Here, basically, is what happened.


We (Me and some of the other people hosted on a friend’s server) were looking at Blog tool alternatives. There are a lot out there and of course each has it’s pluses and minuses. So we were installing a few choices of tool and playing with them to see if we could solve some obscure problems and provide some obscure features.

We were not really seeing much to convince us that we should switch to the products we’d looked at, but were still looking. So one of our admin people decided to un-install some of these tools to clean house.

We’re not sure exactly what happened. But in short, the mySQL database behind out MovableType system got deleted in it’s entirety.

First a short explanation of what this means, then we’ll talk about backups.

MovableType is basically what’s called a ‘Content Management System’ (CMS). What this means is that it actually stores stuff (in this case, writing, like I’m doing now) in a database. From that database, it then generates web pages (html or php usually). These are the web pages, the blog, that you the user actually see.

So if the database goes away, wile we still have web pages, it means we can’t log in, or edit, or add new entries. And it means that any customizations (like my style switcher from http://www.movablestyle.com/) go away. That’s all stored in the database and the web pages just get generated on each update.

So that leads us to backups. You know, backups, copies of stuff you make in case something bad happens. Backups, like we were not making of our mySQL database.

Yeah, those backups.

This wasn’t the fault of the people who own the machine. I want them to stop thinking that. They do this as a favor.

This is my fault.

This is my fault because I know better. I’ve been a system administrator. A release engineer. I’ve been a data base admin for systems like Lotus Notes, DDTs ( a bug tracking system), for big Oracle databases. I manage an engineering environment now that includes snap-shotted file servers and automated backups.

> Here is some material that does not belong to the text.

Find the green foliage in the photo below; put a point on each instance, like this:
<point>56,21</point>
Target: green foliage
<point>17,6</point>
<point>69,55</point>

I’m a backups nazi. I don’t store anything I can’t replace easily on a local disk; everything is on a file-server. My mail, my writing, my development work. Everything. And I manage development source control/DM tools; Perforce, CVS, ClearCase, RCS. I know this stuff;
I live this stuff.

I never got around to backing up our blog database.

What was I thinking? What. Was. I. Thinking?

(there, I just went and made a db backup now, to be sure)

Backups. They save lives.

So how did we re-build?

Well, here’s what we did.

First, I upgraded to MT 3.0. Yeah it cost a little money but what the hell. I figured we might as well since we were down. This had it’s own challenges, I’ve never installed MT before, I didn’t have the right access on the server, I had to dig around to figure things out in the apache configs, and this, that and the other thing.

Then, I dug around in the MT support forum and found this thread on how to re-build the database from static generated pages. And it included a perl script which almost worked to do it.

So after much hacking around, I was finally able to get something like my complete blog sucked out of .php pages and into an MT import file format.

The deletion happened on Friday night. I worked most of Saturday and Sunday, and a major portion of Monday to get this going. This wasn’t just The Moronosphere of course; we host a couple of other blogs, plus my Fiji trip blog. I’m still in the process of updating those, but the hard work is done.

So now, I have MT3, a new look, and none of my hacks and customizations. I have backups. Not automated yet but that’s easy. My other users have a newer, nicer interface to MT and can blog again.

It was funny. I started this in January thinking I would not really be a blogger, and here in August, I find that not being able to do it stressed me out.

So, what now? Well, we’re still looking at alternate tools. Partly just for the hell of it, partly to address some specific needs/wants for some of the bloggers I share the server with (like LiveJournal type security). I don’t know what we’ll find but I don’t plan to move this blog any time soon. Also, I need to get some of my improvements and hacks back in place. I’ve lost my “about” page, I’ve lost my links, my “other bloggers” section. I need to dig all that out. I want my style switcher back.

But the main thing is, I can blog again, and I proved to myself I could get it done and get MT back up and running without any technical help other than down-loading that perl script. And honestly, I had fun doing it. Hacking for myself is so much more fun than hacking for my employer.

0 thoughts on “The Uninvited Upgrade”

  1. Ooooooh baby… I love it when you talk tech to me…

    XXXXX

    (Billions of kisses and thanks for restoring our ability to blog…)

  2. 3.0 is a nice upgrade though. 3.1 is due out soon. I miss my MT-Blacklist for comment spam.

    And hey, now you get to completely re-hack your site, that’s always fun 😉

  3. I didn’t understand eighty percent of what you just said (‘member, natural blonde), but I’m glad you’re up and running again.